3. Mitochondrial dehydrogenases and cancer

Cancer cells are characterized by increased glycolytic ATP production as a result of decreased mitochondria effectiveness. Inhibition (or decreased activity) of the citric acid cycle is considered to be one of the main causes forcing the cells to generate ATP through anaerobic glycolysis [21]. This reprogramming results from oncogene activation or inhibition of tumor suppressors [21]. Consistent with this observation, inhibition of glycolysis by dichloroacetate, a pyruvate inhibitor, shifts cell metabolism back to oxidative phosphorylation, at least to a certain extent [22]. This metabolic reprogramming is considered to be necessary to meet the needs of the rapid proliferative rate exhibited by cancer cells. Two key bioenergetics parameters resulting from the mentioned metabolic reprogramming are anaerobic glycolysis, with associated extracellular acidification, and mitochondrial respiration.

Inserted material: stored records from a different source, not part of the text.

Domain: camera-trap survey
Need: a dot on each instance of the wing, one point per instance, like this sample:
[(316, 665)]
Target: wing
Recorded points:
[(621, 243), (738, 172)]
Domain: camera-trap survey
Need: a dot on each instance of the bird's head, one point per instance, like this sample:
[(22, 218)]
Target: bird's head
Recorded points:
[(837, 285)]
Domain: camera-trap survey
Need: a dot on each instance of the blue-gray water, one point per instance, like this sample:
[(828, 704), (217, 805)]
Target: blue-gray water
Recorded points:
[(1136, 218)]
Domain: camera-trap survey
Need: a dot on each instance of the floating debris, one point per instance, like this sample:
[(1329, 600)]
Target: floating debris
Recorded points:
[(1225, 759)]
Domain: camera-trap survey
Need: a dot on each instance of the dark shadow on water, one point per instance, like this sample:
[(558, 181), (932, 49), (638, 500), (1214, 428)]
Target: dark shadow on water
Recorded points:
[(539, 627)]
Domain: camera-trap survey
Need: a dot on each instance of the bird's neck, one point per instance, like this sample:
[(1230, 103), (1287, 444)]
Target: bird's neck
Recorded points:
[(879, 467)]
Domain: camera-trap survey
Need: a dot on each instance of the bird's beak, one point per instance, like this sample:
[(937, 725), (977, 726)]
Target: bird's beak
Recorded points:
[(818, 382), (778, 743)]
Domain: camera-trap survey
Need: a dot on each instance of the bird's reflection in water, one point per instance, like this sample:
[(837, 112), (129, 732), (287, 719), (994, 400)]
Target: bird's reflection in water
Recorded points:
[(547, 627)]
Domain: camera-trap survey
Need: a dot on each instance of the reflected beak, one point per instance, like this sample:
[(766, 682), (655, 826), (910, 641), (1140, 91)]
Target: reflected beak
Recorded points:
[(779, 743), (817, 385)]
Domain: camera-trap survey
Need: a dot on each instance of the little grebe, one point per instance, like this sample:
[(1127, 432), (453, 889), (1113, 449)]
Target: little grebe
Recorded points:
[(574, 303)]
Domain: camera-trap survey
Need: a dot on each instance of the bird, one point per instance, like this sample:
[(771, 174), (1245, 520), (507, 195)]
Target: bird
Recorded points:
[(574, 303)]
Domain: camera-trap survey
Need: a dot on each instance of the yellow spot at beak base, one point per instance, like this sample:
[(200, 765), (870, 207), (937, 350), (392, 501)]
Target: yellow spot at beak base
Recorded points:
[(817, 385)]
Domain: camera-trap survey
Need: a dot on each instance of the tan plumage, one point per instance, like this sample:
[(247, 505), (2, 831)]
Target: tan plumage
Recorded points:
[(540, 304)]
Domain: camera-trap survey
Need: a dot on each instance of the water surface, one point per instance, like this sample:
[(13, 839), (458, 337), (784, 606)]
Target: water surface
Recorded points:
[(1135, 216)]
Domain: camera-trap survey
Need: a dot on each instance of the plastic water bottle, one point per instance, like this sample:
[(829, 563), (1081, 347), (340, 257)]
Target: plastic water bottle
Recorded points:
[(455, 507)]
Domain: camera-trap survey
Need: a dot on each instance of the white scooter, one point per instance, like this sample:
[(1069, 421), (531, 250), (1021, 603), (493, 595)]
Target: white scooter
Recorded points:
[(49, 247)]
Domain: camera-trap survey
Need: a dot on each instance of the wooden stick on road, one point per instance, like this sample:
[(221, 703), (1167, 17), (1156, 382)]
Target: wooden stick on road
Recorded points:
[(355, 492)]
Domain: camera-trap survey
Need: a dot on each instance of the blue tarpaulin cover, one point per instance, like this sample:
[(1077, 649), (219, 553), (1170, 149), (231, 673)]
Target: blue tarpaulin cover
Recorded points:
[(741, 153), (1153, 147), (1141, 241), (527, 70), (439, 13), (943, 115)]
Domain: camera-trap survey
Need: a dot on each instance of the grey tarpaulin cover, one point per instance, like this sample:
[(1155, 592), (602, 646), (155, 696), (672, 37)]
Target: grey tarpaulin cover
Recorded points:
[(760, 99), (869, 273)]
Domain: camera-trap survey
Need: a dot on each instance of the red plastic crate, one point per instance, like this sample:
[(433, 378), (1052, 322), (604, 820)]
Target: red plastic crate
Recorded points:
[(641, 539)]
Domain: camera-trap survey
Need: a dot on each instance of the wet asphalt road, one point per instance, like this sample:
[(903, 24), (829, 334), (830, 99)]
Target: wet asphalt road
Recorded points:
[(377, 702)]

Altered functioning of any of the mentioned dehydrogenases has been observed in different cancer cells, and specific correlations have been observed and documented. For example, glutamate dehydrogenase can be considered as biomarkers for cancer cell growth [23]. Similarly, defects in isocitrate dehydrogenase [24], a-ketoglutarate dehydrogenase [25] succinate dehydrogenase [26], and pyruvate dehydrogenase [27] have all been reported in a variety of cancer cells, and associated with the metabolic reprogramming these cells undergo. The picture that emerges is that many cancer cells are hypoxic and therefore metabolize lactate to pyruvate to generate ATP [28]. The occurrence of hypoxia results in the activation of hypoxia-inducible factor 1 (HIF-1) heterodimeric DNA-binding complex and pro-neoplastic genes in tumor cells. HIF-1α is continuously synthesized and degraded, with a half-life of ~6 min under normoxic conditions. Under hypoxia conditions, however, the rate of HIF-1α degradation decreases significantly as a result of prolyl hydroxylation and proteosomal degradation suppression by accumulating succinate and increasing ROS formation and enzyme modification. As a result, HIF-1 heterodimer accumulates, and translocated to the nucleus of the cells where it activates genes responsible for increased glucose uptake (mostly GLUT1) and lactate production. At the same time, the increase in succinate levels further depresses mitochondrial respiration, with increased routing of O₂ towards ROS formation. In addition to upregulating the glucose transporter, HIF-1 promotes the expression of various glycolytic enzymes as well as PDK-1, the kinase that phosphorylates and inactivates the pyruvate dehydrogenase subunit E1. Inactivation of this dehydrogenase prevents pyruvate entry into the TCA cycle, thus downregulating mitochondria respiration [29].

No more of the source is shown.